Narrator: It didn't solve anything.
Perhaps they do a good job on popular platforms like x86, because we can encode decades of experience, but not so great on brand new ones.
Our modern CPU cores have hundreds of instructions in flight at any one moment because of the depth of OoO execution they go to. You can only go that deep on OoO if you have the branch prediction accurate enough not to choke it.
Yep. For example, on this die shot of a Skylake-X core,[0] you can see the branch predictor is about the same area as a single vector execution port (about 8% of the non-cache area).
[0]: https://twitter.com/GPUsAreMagic/status/1256866465577394181
Zen in particular combines an L1 perceptron and L2 TAGE[0] predictor[1]. TAGE in particular requires an immense amount of silicon, but it has something like 99.7% prediction accuracy, which is... crazy. The perceptron predictor is almost as good: 99.5%.
I wrote a software TAGE predictor, but too bad it didn't perform as well as predicted (heh) by the authors of the paper.
[0]: https://doi.org/10.1145/2155620.2155635 [1]: https://fuse.wikichip.org/news/2458/a-look-at-the-amd-zen-2-...
I'd call the state of the field quite bad. For example they do embarrassingly little for you to help with the 2 main bottlenecks we've had for a long time: concurrency and data layout optimization.
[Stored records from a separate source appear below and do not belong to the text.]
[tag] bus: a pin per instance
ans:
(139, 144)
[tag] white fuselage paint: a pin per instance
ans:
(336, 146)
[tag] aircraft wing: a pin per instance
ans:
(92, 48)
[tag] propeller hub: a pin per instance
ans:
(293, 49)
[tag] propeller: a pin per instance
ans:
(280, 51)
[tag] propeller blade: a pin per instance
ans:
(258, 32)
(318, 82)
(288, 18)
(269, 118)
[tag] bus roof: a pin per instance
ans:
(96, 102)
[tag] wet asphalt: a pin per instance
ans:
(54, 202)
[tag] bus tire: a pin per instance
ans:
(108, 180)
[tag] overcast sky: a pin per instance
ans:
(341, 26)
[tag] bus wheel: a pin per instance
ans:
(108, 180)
And for even naive model (1 cpu / free memory) there is just so much potentially automateable manual toil in doing semantics based transformations in perf work that it's not even funny.
A large part is using languages that don't support these kinds of optimizations. It's not "C compiler improvements hit a wall", it continues "and we didn't develop & migrate to languages whose semantics allow optimizations". (There's a little of this in the GPU world, but the proprietary infighting there has produced a dev experience and app platform so bad that very few apps outside games venture there)
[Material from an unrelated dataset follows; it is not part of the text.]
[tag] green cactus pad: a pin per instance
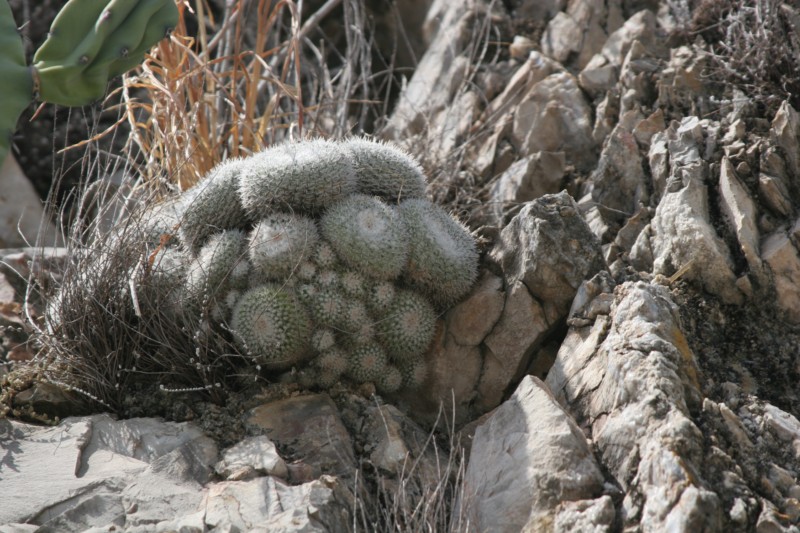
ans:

There's a whole alternative path of processor history not taken in the case that VLIW had panned out, and instead of failing because of optimism about compiler optimizations.
LLVM and GCC both have models of out of order pipelines but other than making sure they don't stall the instruction decoder it's really hazy whether they actually do anything.
The processors themselves are designed around the code the compilers emit and vice versa.